March 25, 2014
By Stephanie West
Albany, NY – Without sufficient school aid in this year’s education budget, another year of classroom cuts are inevitable and will have destructive and irreversible impacts on students, said a group of education officials, superintendents and advocates.
“This budget fails the children and the future of New York,” said Schenectady City School District Superintendent Laurence Spring. “By perpetuating a systematic starving of school districts, the Governor and the Legislature put the future of hundreds of thousands of children at great risk. In Schenectady, we are being forced to make choices between mandated programs like technology and non-mandated programs like kindergarten and remedial reading.”

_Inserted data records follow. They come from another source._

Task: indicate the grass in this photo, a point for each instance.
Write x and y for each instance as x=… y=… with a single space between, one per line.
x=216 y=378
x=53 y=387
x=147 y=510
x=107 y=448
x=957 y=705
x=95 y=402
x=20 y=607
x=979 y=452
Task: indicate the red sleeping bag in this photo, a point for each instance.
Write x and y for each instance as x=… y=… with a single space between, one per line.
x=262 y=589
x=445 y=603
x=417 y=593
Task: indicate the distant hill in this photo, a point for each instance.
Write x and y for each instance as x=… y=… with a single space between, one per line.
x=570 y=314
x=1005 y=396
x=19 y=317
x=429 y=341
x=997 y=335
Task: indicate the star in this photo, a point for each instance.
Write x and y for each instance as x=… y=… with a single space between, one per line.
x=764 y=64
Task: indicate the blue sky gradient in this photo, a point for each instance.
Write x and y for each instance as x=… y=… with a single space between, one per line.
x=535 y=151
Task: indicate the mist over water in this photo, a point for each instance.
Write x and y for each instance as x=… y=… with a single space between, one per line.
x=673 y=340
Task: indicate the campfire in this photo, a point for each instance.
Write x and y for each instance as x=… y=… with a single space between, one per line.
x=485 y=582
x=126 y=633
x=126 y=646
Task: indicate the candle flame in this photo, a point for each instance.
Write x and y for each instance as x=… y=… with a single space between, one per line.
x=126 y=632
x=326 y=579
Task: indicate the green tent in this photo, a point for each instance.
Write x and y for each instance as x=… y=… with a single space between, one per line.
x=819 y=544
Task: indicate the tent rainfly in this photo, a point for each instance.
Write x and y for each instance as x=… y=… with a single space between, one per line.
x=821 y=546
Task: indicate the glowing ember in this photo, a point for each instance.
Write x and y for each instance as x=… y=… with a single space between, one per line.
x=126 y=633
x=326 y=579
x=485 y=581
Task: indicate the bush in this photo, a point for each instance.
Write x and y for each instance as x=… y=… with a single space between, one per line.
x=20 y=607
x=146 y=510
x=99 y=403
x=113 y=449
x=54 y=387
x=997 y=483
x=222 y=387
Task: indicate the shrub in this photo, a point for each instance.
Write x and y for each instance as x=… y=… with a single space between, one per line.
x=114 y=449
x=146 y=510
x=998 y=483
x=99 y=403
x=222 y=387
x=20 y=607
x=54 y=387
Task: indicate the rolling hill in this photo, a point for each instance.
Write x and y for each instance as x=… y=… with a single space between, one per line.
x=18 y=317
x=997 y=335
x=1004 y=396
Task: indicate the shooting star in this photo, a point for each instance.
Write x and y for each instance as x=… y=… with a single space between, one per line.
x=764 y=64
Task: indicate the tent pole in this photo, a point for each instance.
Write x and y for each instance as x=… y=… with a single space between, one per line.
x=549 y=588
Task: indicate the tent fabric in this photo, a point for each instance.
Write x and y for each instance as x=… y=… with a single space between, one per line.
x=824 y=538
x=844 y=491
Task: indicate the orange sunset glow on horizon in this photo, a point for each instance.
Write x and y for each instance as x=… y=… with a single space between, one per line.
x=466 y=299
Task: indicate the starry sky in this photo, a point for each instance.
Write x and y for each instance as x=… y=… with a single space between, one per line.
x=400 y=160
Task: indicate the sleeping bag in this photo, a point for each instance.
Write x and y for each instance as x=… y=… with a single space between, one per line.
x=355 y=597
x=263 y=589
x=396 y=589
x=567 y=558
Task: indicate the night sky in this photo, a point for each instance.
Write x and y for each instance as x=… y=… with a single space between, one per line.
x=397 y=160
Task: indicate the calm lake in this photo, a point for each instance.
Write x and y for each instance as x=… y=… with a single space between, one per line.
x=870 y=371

The Alliance for Quality Education’s Advocacy Director Zakiyah Ansari said that the basic needs of students are being ignored, especially K-12 funding.
“This is the moment when egos need to be put aside and the real needs of students need to be addressed,” said Ansari. “The fate of not only the future of New York’s students are at stake, but if public education continues to be defunded, the very foundation of New York will be in jeopardy.”
The current agreement between the Governor and legislative leaders would only increase school aid by $840 million this year, which falls well short of the $1.3 billion that the New York State Board of Regents advised would stop schools from having to make cuts.
“The Governor’s idea of an education policy debate is to attack public school advocates,” said Bill Samuels, founder of New Roosevelt Institute and co-founder of Effective NY. “That’s a shame because there’s never been a more important time than now to focus on the quality of education in the public schools that educate 97 percent of New York students.”
For the last five years, school districts across the state have been making efficiencies and cutting back on resources, including the elimination of 35,000 teachers and other educators statewide. Despite a steady increase in costs, many school districts are operating on less aid than in 2009 due to years of insufficient state funding according to the Alliance for Quality Education.